Jack Davies writes about the London Symphony Orchestra’s upcoming performance of Aaron Copland’s Quiet City next Tuesday 11th June. The orchestra will be conducted by American conductor Michel Tilson Thomas, features Yo-Yo Ma playing the Shostakovich Cello Concerto No 2, and Benjamin Britten’s Prince of the Pagodas – Suite.
“In the age of le jazz hot, he composed le jazz triste”, writes David Schiff of Aaron Copland. It is an often overlooked fact that Copland’s music carries in it a jazz tinge. Schiff argues that Copland developed his own melancholic voice as an echo, if not a direct emulation of the blues.
Copland never claimed to be a jazz musician, but he did say “I can’t play jazz, but certainly I was familiar with it – sufficiently so it would have made a deep impression.” The academic Stanley Kleppinger notes that Copland recognised the importance of jazz in giving American classical music a unique voice.
However, Schiff argues that Copland’s attitude to jazz was often condescending, suggesting his view was coloured not by New York’s fermenting contemporary music, but rather popular rags and novelty songs. Schiff unflatteringly describes Copland’s attitude to jazz musicians: “jazz musicians, like native populations are found to only have unconscious qualities.” However, Copland’s post-Debussy harmony, combined with his own impression of jazz, feels in some ways like an ancestor of Gil Evans. Copland himself, perhaps unconsciously, absorbed some of jazz’s mood and energy.
For Copland, it was rhythm, not harmony that defined jazz. He wrote: “the essential character of jazz is its rhythm.” One of the ‘jazz rhythms’ Copland identified, crudely, in his own writings is a dotted ostinato. This is a recurring idea in Quiet City, almost becoming a leitmotiv for the ‘city’ itself.
Copland originally wrote the piece as a score for an Irwin Shaw play.

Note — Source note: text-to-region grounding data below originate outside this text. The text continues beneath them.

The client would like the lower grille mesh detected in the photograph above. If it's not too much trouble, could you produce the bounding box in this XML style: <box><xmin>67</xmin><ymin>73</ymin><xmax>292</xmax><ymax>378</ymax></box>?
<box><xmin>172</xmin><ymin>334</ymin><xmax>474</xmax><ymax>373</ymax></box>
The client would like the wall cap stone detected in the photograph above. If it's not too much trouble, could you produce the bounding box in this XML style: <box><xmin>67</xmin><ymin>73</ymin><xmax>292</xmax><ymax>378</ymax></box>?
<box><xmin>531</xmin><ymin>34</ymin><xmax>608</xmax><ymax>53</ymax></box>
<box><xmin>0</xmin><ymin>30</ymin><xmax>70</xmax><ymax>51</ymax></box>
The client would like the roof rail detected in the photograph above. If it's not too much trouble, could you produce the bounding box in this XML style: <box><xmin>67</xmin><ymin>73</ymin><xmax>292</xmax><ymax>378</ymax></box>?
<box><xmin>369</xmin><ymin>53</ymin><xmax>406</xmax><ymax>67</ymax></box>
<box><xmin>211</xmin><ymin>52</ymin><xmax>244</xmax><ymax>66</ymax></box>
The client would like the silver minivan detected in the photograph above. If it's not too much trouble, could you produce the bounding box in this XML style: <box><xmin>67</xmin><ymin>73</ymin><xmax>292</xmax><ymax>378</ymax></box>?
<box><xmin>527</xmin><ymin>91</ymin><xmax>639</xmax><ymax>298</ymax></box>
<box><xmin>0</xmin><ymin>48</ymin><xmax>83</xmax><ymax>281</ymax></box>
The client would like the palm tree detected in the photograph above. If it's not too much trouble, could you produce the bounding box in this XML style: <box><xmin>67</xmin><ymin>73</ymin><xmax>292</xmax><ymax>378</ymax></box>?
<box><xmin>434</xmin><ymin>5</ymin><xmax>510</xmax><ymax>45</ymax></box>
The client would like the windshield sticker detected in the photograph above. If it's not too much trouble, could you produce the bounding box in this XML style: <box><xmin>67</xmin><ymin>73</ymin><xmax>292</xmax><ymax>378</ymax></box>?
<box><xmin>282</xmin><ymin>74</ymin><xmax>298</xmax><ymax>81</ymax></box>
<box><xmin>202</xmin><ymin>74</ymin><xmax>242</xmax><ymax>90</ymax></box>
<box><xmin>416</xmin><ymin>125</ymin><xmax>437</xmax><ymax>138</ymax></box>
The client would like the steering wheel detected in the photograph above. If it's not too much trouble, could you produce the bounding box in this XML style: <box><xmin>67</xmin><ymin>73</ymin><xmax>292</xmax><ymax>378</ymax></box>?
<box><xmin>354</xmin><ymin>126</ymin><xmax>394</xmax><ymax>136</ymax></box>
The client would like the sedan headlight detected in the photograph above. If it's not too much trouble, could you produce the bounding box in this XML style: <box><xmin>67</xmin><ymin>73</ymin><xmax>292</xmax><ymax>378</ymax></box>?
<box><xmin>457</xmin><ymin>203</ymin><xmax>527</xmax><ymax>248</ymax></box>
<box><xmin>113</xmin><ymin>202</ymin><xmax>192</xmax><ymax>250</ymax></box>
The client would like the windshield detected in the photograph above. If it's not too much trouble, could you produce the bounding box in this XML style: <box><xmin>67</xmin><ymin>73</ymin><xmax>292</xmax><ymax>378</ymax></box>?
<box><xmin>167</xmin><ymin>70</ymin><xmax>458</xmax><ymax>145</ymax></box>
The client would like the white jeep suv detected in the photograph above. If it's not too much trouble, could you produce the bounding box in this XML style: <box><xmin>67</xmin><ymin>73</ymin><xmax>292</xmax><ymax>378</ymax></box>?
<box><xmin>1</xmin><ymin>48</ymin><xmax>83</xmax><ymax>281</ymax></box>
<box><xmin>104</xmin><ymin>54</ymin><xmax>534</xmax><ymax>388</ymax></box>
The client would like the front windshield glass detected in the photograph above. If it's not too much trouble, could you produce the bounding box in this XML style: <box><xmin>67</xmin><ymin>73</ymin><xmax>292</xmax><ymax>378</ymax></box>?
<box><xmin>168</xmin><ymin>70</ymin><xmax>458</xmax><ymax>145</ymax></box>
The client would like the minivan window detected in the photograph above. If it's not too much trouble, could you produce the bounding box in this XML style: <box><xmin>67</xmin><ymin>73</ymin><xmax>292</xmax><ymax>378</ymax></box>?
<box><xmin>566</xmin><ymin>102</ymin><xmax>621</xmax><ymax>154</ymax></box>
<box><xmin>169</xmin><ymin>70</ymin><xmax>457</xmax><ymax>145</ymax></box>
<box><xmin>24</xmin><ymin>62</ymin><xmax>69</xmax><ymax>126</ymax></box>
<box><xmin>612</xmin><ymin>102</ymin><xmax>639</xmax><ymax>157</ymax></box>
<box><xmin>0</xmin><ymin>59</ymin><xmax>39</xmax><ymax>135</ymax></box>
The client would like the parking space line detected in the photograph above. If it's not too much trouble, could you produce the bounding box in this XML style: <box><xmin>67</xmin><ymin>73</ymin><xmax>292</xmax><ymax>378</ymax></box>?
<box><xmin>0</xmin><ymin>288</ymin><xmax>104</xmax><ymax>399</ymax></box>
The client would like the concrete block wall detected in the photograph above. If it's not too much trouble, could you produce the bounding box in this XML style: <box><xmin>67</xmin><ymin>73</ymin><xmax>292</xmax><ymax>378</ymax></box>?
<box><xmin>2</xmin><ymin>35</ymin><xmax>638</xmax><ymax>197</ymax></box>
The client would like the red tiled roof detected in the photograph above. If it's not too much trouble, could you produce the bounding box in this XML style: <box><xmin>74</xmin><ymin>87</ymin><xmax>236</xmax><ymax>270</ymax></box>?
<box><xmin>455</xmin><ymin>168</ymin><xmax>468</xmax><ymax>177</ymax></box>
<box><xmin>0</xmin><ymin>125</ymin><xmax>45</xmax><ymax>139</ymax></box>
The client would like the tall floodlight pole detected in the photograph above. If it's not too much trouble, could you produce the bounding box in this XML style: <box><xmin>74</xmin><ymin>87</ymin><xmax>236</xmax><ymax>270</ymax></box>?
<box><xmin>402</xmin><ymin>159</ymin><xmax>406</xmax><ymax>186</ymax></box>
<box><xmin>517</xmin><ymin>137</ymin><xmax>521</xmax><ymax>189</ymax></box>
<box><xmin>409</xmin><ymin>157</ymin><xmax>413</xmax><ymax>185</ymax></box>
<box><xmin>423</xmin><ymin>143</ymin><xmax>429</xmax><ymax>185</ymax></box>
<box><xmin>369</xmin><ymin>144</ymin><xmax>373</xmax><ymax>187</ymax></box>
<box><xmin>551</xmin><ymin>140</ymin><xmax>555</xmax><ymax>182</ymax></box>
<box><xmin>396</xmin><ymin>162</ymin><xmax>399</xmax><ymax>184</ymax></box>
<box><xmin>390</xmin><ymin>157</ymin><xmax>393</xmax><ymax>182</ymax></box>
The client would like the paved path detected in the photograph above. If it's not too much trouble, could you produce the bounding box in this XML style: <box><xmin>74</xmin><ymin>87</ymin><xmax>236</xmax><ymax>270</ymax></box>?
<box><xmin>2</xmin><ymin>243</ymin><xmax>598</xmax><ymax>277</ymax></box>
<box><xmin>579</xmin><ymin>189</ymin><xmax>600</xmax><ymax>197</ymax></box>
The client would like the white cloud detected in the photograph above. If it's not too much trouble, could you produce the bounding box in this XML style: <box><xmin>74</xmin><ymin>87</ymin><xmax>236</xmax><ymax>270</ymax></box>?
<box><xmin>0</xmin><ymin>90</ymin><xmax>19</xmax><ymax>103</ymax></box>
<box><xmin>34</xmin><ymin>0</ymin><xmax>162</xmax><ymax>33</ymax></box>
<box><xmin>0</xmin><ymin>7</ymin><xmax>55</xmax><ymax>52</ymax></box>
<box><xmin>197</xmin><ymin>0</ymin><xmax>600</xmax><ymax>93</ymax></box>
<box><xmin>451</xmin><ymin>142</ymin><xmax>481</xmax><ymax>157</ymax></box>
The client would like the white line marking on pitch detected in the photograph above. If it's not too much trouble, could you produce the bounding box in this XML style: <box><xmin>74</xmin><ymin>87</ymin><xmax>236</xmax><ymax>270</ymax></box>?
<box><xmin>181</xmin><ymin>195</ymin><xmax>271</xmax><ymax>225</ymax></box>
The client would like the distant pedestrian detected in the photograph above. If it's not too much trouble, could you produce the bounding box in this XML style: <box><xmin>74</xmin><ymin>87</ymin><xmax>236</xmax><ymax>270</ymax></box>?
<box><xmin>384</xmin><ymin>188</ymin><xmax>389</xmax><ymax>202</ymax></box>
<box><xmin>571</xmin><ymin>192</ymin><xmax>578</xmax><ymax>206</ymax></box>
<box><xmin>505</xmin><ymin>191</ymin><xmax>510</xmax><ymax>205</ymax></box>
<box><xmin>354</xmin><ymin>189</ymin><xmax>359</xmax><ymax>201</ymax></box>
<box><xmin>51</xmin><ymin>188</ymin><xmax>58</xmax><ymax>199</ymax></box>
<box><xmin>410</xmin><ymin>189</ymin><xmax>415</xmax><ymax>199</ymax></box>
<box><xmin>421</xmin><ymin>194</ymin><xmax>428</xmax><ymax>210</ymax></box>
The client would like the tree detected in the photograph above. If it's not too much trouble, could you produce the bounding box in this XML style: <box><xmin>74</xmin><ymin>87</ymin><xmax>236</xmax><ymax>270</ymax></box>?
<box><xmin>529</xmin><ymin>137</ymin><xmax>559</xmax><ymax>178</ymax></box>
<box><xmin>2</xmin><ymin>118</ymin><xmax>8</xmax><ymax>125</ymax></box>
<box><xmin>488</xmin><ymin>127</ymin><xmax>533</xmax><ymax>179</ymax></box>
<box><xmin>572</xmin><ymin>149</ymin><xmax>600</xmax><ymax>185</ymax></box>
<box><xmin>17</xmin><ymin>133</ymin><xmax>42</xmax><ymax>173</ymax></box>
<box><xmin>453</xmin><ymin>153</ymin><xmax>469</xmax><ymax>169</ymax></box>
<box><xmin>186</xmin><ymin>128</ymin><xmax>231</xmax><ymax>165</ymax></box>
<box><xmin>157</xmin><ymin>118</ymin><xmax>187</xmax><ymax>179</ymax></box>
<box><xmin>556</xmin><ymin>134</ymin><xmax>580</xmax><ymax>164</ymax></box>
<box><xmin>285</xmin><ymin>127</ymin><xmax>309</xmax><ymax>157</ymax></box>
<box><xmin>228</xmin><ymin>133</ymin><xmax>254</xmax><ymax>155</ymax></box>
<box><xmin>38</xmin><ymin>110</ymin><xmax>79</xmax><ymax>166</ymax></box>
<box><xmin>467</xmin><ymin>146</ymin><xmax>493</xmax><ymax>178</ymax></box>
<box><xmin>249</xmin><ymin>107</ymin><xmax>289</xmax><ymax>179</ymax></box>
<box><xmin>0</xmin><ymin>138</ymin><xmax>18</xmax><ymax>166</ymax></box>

The stage work was so cumbersome and over-complicated that it died soon after its conception, leaving Copland to rework the music he wrote into the now familiar orchestral piece. Copland’s choice of the trumpet as the solo voice is dictated by stage direction: the play’s central character has an alter-ego brother who is a jazz trumpet player. Shaw dictates: “The horn is muted, [.] restless, dying.”
Tellingly, in its original form scored for piano and theatre band, the opening has repeating block chords far closer to the sound of a jazz rhythm section than the later orchestral strings. With its quartal harmony, the opening almost sounds like a sketch of an extremely primitive McCoy Tyner. There is a fascinating excerpt of the original stage work available here
For me, Quiet City is a study of urban melancholy and loneliness in the same vein as Copland’s contemporary Edward Hopper. The piece perfectly evokes the paradox of being solitary in a city. The cold trumpet call entry feels a natural companion to Miles Davis’ vibrato-less, fragile tone, and is every bit as affecting. Quiet City is a study in noire, almost two decades before Miles recorded Acenseur pour l’échafaud. The piece is his own impression of jazz – an impression that has proved to be oddly prophetic.
The London Symphony Orchestra perform Quiet City next Tuesday 11th of June at the Barbican.